Sass enjoys freediving and spearfishing, but his study of the wrecks has left him wanting to spend more time under water. He is completing his certification in scuba diving this summer. “The history is what drove me and made me more interested in the wrecks. Who else gets this once in a lifetime opportunity,” he said.
Sass’s research interest is in the Arctic, where he wants to explore how climate change affects the ecology of the food chain from plankton to whales.
Shannon Chiarel, a master’s student at Monmouth University studying Anthropology and Archaeology under Dr. Richard Veit, is focusing her dissertation on telling these ships’ stories. She is working with Nagiewicz and the Marine Field Station to collect data and evidence for the wrecks’ nomination to the register.
Chiarel, who reads 18th century newspapers for clues, cannot depend on radio carbon dating to age the wrecks due to barnacles, algae and other environmental factors contaminating the samples. The wooden planks don’t have enough growth rings to accurately date the wood used in the construction. The answers she’s seeking live within the artifacts.
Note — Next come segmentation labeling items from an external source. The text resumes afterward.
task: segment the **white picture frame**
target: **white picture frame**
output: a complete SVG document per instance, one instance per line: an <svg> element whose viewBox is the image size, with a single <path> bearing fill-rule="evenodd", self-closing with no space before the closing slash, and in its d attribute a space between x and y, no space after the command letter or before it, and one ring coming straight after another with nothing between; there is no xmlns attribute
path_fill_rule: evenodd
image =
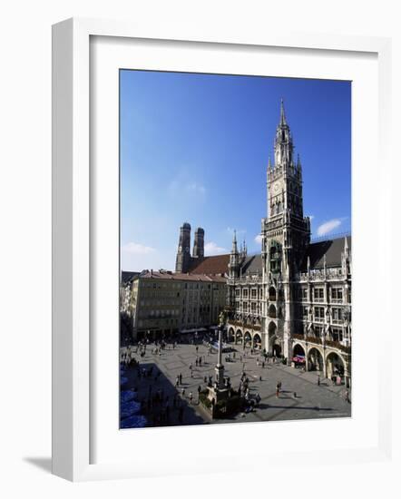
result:
<svg viewBox="0 0 401 499"><path fill-rule="evenodd" d="M169 33L169 29L155 29L154 33L122 22L92 19L70 19L54 26L53 30L53 473L73 481L138 477L152 475L174 475L177 473L207 472L199 462L188 463L184 447L180 457L181 442L174 449L177 463L173 467L162 466L152 457L141 460L122 461L111 453L109 459L93 463L91 439L93 438L91 367L93 352L91 350L93 330L91 323L92 288L91 274L93 250L91 210L93 171L91 170L91 38L113 37L115 40L158 40L161 44L184 41L209 44L224 50L248 47L279 47L285 50L342 52L361 55L373 54L377 58L378 72L378 147L383 167L380 171L380 186L377 198L383 220L388 224L381 228L381 242L377 252L386 255L387 262L393 259L390 238L391 210L386 185L391 184L391 143L390 120L391 93L389 88L391 40L355 36L337 36L322 34L289 34L267 31L243 39L240 34L230 36L208 32L191 34L185 27L181 32ZM364 201L361 201L365 202ZM379 279L386 282L389 277L379 264ZM384 280L383 280L384 279ZM388 282L388 280L386 281ZM384 307L391 308L391 298ZM92 359L92 360L91 360ZM344 448L305 453L308 456L319 455L328 464L341 455L341 461L361 462L388 459L391 452L390 388L386 377L385 354L377 354L378 367L377 404L377 444L366 447L348 447L344 456ZM357 365L356 369L357 369ZM376 386L376 383L375 383ZM309 425L313 422L309 422ZM266 425L266 424L258 424ZM227 432L241 432L232 426ZM211 427L206 428L210 431ZM159 432L160 430L151 430ZM177 429L173 430L177 432ZM181 429L180 429L181 431ZM190 428L194 432L196 429ZM216 435L215 431L214 435ZM220 428L220 431L221 428ZM137 434L139 435L139 434ZM141 441L146 442L142 432ZM149 435L149 434L148 434ZM159 433L159 435L161 434ZM204 435L204 434L203 434ZM276 465L290 465L302 458L302 453L277 453ZM222 458L224 452L217 452ZM244 469L238 455L232 456L230 465L221 469L233 472ZM258 450L258 458L269 459L264 450ZM270 455L271 457L271 455ZM249 468L250 469L250 468Z"/></svg>

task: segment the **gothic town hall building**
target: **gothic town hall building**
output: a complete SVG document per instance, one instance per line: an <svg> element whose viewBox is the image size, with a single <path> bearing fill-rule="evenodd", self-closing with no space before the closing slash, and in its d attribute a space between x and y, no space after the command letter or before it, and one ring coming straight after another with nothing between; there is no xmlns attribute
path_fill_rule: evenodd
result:
<svg viewBox="0 0 401 499"><path fill-rule="evenodd" d="M271 355L305 359L307 370L351 372L351 238L310 242L302 166L294 158L281 102L274 164L267 170L261 253L239 251L234 234L227 269L229 339ZM203 239L203 232L200 238ZM199 237L199 235L198 235Z"/></svg>

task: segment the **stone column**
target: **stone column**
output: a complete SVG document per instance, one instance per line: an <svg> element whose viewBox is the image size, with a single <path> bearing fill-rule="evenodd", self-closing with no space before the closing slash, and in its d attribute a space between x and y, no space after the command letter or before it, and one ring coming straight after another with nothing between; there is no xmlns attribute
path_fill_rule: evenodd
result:
<svg viewBox="0 0 401 499"><path fill-rule="evenodd" d="M221 329L219 329L219 353L216 367L214 368L216 374L216 383L219 389L224 388L224 366L222 364L222 338Z"/></svg>

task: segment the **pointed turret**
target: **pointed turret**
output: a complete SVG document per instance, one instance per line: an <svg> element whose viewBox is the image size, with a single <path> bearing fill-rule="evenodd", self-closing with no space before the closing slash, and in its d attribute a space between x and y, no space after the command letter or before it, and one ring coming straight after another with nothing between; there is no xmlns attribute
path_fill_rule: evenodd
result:
<svg viewBox="0 0 401 499"><path fill-rule="evenodd" d="M231 249L231 254L238 253L238 247L237 247L237 230L234 229L234 236L232 238L232 249Z"/></svg>
<svg viewBox="0 0 401 499"><path fill-rule="evenodd" d="M292 137L284 112L284 103L281 99L279 123L277 127L274 143L275 167L292 165L293 150Z"/></svg>
<svg viewBox="0 0 401 499"><path fill-rule="evenodd" d="M280 126L287 125L286 112L284 111L284 101L281 99L280 110L279 110L279 124Z"/></svg>
<svg viewBox="0 0 401 499"><path fill-rule="evenodd" d="M240 253L238 252L237 246L237 230L234 230L234 236L232 238L232 248L230 254L229 262L229 273L230 277L234 278L238 276L238 270L240 266Z"/></svg>

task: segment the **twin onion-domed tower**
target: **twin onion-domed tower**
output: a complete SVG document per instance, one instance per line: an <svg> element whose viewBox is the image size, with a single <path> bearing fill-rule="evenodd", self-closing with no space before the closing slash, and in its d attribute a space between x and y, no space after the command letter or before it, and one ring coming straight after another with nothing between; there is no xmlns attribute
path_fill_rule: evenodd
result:
<svg viewBox="0 0 401 499"><path fill-rule="evenodd" d="M194 260L205 256L205 231L201 227L195 230L193 250L191 255L191 225L186 221L180 228L177 257L175 260L176 272L188 272Z"/></svg>
<svg viewBox="0 0 401 499"><path fill-rule="evenodd" d="M269 338L276 337L289 351L295 329L293 320L294 279L310 243L310 219L304 217L302 166L294 144L281 101L280 118L274 141L274 164L267 171L267 218L261 223L261 259L265 311L263 328ZM274 309L275 320L269 310Z"/></svg>

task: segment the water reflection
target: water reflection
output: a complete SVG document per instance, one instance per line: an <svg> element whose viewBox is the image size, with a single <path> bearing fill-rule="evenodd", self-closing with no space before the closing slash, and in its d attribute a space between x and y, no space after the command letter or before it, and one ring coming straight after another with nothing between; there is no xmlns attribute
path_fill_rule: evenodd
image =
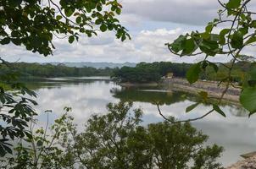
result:
<svg viewBox="0 0 256 169"><path fill-rule="evenodd" d="M179 119L200 117L211 109L209 105L199 105L190 113L185 113L186 106L198 98L178 91L164 91L152 88L124 89L114 82L95 79L55 79L28 83L38 94L36 110L40 122L45 122L45 110L53 110L50 122L63 113L64 106L71 106L76 123L83 124L94 113L106 112L105 105L119 101L133 101L135 108L144 112L144 123L156 123L163 118L159 115L153 101L162 103L161 110L165 116ZM185 96L186 95L186 96ZM255 116L246 117L248 113L237 106L222 105L227 117L213 113L193 125L209 135L209 143L216 143L225 149L220 161L225 165L235 162L239 155L256 150Z"/></svg>

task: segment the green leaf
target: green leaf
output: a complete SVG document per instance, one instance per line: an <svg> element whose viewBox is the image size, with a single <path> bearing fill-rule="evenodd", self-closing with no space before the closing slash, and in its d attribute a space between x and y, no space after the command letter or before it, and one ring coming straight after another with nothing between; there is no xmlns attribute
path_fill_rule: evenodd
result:
<svg viewBox="0 0 256 169"><path fill-rule="evenodd" d="M183 50L186 40L186 35L180 35L172 44L170 45L171 46L171 50L175 52L179 52Z"/></svg>
<svg viewBox="0 0 256 169"><path fill-rule="evenodd" d="M191 112L192 110L196 108L199 104L200 103L195 103L195 104L192 104L192 105L189 106L188 107L186 108L186 112Z"/></svg>
<svg viewBox="0 0 256 169"><path fill-rule="evenodd" d="M199 44L199 47L202 52L205 52L207 55L214 56L219 51L219 44L215 41L205 40L203 39Z"/></svg>
<svg viewBox="0 0 256 169"><path fill-rule="evenodd" d="M191 66L186 72L186 77L190 84L193 84L198 80L199 74L201 73L201 63L196 63Z"/></svg>
<svg viewBox="0 0 256 169"><path fill-rule="evenodd" d="M226 3L226 7L227 8L237 8L238 7L240 7L240 4L241 4L241 0L230 0Z"/></svg>
<svg viewBox="0 0 256 169"><path fill-rule="evenodd" d="M225 43L225 35L226 34L228 34L230 31L230 29L223 29L220 32L220 41L219 43L220 45L224 45Z"/></svg>
<svg viewBox="0 0 256 169"><path fill-rule="evenodd" d="M71 15L73 14L74 11L75 11L75 10L74 10L73 8L65 8L65 9L64 9L64 13L65 13L65 15L66 15L67 17L71 16Z"/></svg>
<svg viewBox="0 0 256 169"><path fill-rule="evenodd" d="M247 87L240 95L242 106L250 112L250 116L256 112L256 88Z"/></svg>
<svg viewBox="0 0 256 169"><path fill-rule="evenodd" d="M214 63L209 63L209 66L212 67L216 73L218 72L219 67L217 66L217 64Z"/></svg>
<svg viewBox="0 0 256 169"><path fill-rule="evenodd" d="M217 112L219 112L220 115L222 115L223 117L225 117L225 112L217 106L217 105L213 105L213 108L214 111L216 111Z"/></svg>
<svg viewBox="0 0 256 169"><path fill-rule="evenodd" d="M100 26L100 30L102 30L103 32L106 31L108 30L108 26L104 24L103 24L101 26Z"/></svg>
<svg viewBox="0 0 256 169"><path fill-rule="evenodd" d="M242 34L239 31L235 32L231 37L231 44L234 49L241 49L243 46Z"/></svg>
<svg viewBox="0 0 256 169"><path fill-rule="evenodd" d="M36 142L36 145L37 145L38 147L42 146L42 141L38 140L38 141Z"/></svg>
<svg viewBox="0 0 256 169"><path fill-rule="evenodd" d="M6 150L8 153L13 154L12 150L11 150L8 146L7 146L7 145L5 145L5 144L3 144L3 147L5 149L5 150Z"/></svg>
<svg viewBox="0 0 256 169"><path fill-rule="evenodd" d="M5 37L0 41L1 45L6 45L8 44L9 42L10 42L10 38L8 37Z"/></svg>
<svg viewBox="0 0 256 169"><path fill-rule="evenodd" d="M213 28L215 25L213 23L209 23L208 25L205 27L205 32L210 33L213 30Z"/></svg>
<svg viewBox="0 0 256 169"><path fill-rule="evenodd" d="M69 43L73 43L74 41L75 41L74 35L70 35L70 36L69 37Z"/></svg>
<svg viewBox="0 0 256 169"><path fill-rule="evenodd" d="M208 93L206 91L200 91L198 94L203 101L207 100Z"/></svg>
<svg viewBox="0 0 256 169"><path fill-rule="evenodd" d="M77 24L80 24L81 22L81 18L79 16L79 17L77 17L76 19L75 19L75 22L77 23Z"/></svg>
<svg viewBox="0 0 256 169"><path fill-rule="evenodd" d="M121 14L121 8L117 8L115 10L117 14Z"/></svg>
<svg viewBox="0 0 256 169"><path fill-rule="evenodd" d="M60 20L61 19L62 19L62 16L61 16L61 15L57 15L57 16L56 16L56 19L57 19L57 20Z"/></svg>

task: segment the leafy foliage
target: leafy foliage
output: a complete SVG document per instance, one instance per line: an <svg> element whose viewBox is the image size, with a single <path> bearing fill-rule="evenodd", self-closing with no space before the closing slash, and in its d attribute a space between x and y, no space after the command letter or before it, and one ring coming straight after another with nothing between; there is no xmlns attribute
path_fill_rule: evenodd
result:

In an accidental encounter, a trawl caught a 250-pound wrought iron anchor belonging to the Bead. Stockton’s Marine Field Station was contacted to conserve the piece of history in coordination with the State Office of Historic Preservation.
In 50 years, left unattended (out of water), the iron would rust to dust,” said Nagiewicz.
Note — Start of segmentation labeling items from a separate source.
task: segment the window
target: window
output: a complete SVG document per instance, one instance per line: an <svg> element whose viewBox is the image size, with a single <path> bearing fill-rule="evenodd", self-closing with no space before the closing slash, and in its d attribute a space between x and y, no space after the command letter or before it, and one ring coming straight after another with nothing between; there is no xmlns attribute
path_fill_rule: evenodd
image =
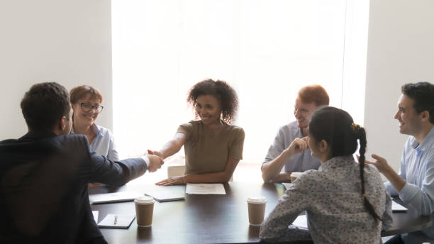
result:
<svg viewBox="0 0 434 244"><path fill-rule="evenodd" d="M368 9L367 0L112 1L121 152L160 149L194 118L187 94L206 78L238 92L242 164L262 162L307 84L323 86L331 106L362 124Z"/></svg>

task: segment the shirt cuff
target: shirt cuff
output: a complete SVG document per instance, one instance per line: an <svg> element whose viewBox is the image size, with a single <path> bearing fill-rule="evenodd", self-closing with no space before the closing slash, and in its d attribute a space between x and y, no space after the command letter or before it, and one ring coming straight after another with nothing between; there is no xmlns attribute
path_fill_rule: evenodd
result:
<svg viewBox="0 0 434 244"><path fill-rule="evenodd" d="M143 159L143 160L145 160L145 162L146 162L146 166L147 167L149 167L149 157L148 157L148 156L142 156L140 157L142 157L142 159Z"/></svg>
<svg viewBox="0 0 434 244"><path fill-rule="evenodd" d="M394 186L390 183L390 182L384 182L384 187L386 187L386 190L391 196L398 196L398 192Z"/></svg>
<svg viewBox="0 0 434 244"><path fill-rule="evenodd" d="M399 198L406 204L408 204L420 192L421 189L413 184L406 182L406 184L399 192Z"/></svg>

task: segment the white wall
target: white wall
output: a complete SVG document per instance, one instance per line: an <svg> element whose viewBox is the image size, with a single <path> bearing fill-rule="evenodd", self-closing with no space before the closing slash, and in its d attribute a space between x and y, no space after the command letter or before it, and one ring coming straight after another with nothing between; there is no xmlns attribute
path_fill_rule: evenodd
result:
<svg viewBox="0 0 434 244"><path fill-rule="evenodd" d="M434 82L434 1L371 0L365 126L368 154L395 170L407 135L394 119L401 86ZM434 99L434 98L433 98Z"/></svg>
<svg viewBox="0 0 434 244"><path fill-rule="evenodd" d="M21 99L45 81L99 89L97 123L111 128L111 24L108 0L0 1L0 140L27 131Z"/></svg>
Students will put the anchor through a chemical process called electrolysis to change the composition from iron to magnetite to slow rusting.
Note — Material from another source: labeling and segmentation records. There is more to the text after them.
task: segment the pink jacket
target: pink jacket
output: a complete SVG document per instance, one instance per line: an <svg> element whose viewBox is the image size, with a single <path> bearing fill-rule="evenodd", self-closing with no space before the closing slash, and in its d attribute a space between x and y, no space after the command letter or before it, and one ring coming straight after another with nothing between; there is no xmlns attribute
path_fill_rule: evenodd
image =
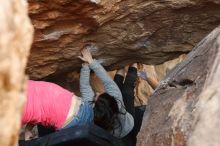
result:
<svg viewBox="0 0 220 146"><path fill-rule="evenodd" d="M62 128L73 93L44 81L28 81L27 102L24 106L22 124L42 124Z"/></svg>

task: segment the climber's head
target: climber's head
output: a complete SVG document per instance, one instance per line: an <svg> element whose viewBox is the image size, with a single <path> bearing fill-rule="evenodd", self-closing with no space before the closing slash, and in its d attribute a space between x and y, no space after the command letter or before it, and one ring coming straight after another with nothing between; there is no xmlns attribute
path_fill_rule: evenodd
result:
<svg viewBox="0 0 220 146"><path fill-rule="evenodd" d="M118 114L119 109L115 98L107 93L99 95L94 107L95 124L107 131L114 130L118 121Z"/></svg>

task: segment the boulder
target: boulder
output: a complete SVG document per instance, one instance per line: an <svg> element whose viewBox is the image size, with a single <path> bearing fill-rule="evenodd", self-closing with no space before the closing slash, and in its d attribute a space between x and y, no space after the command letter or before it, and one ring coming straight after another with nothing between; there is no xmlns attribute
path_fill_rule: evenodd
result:
<svg viewBox="0 0 220 146"><path fill-rule="evenodd" d="M28 0L35 27L27 73L62 78L79 71L80 50L108 70L160 64L189 52L220 19L219 0Z"/></svg>
<svg viewBox="0 0 220 146"><path fill-rule="evenodd" d="M33 37L27 2L0 1L0 22L0 146L13 146L21 125L25 67Z"/></svg>
<svg viewBox="0 0 220 146"><path fill-rule="evenodd" d="M137 146L220 144L219 53L220 26L160 82Z"/></svg>

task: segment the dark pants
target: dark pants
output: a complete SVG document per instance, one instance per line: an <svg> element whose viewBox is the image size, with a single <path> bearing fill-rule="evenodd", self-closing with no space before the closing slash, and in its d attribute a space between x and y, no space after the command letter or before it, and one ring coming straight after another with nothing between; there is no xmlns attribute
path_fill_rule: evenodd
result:
<svg viewBox="0 0 220 146"><path fill-rule="evenodd" d="M127 136L122 139L127 146L136 145L136 136L140 131L143 114L145 111L145 106L134 107L134 88L136 79L137 69L134 67L129 67L125 81L124 77L121 75L116 74L114 77L114 81L121 90L125 108L127 112L129 112L134 118L134 128Z"/></svg>

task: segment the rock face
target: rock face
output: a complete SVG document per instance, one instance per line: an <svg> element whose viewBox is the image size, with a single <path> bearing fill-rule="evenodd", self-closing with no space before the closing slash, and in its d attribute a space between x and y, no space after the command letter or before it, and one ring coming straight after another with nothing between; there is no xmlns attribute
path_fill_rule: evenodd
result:
<svg viewBox="0 0 220 146"><path fill-rule="evenodd" d="M138 146L220 144L220 27L203 39L150 97ZM190 138L190 140L189 140Z"/></svg>
<svg viewBox="0 0 220 146"><path fill-rule="evenodd" d="M0 1L0 22L0 146L13 146L21 125L24 72L33 36L26 1Z"/></svg>
<svg viewBox="0 0 220 146"><path fill-rule="evenodd" d="M159 64L190 51L219 24L219 0L29 0L32 79L78 70L86 44L108 69Z"/></svg>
The kedge-style anchor is another piece in the puzzle. “They were used in rivers that bend a lot,” Shannon Chiarel explained, to help the ship turn.
“Imagine a 100-foot sailing ship with no engines using only sails. It couldn’t take sharp turns,” said Nagiewicz.
The anchor would be taken out on a small boat and using a long line, the ship would pivot around the anchor. “On the Mullica, they probably had to do that every day,” said Nagiewicz.
Honoring the Unsung Heroes
New Jersey served as a crossroads during the Revolution, and with the British occupying New York and Philadelphia, the privateers in Port Republic were in a position to make a stand.
“Without these privateers there would likely not be a country for the work they did in harassing ships, capturing supplies and providing information,” said Nagiewicz.
“We’re working to put more local history on the map, highlighting a little-known battle during the Revolutionary War only about five miles from Stockton's campus,” he added.
Stockton’s Marine Field Station equips students and faculty with the scientific instrumentation and mobility to do work that gives the public access to a piece of our country’s history. Gone are the days that these wrecks go unseen because a group of dedicated researchers are committed to honoring the unsung heroes and inviting the public to appreciate and remember their contributions.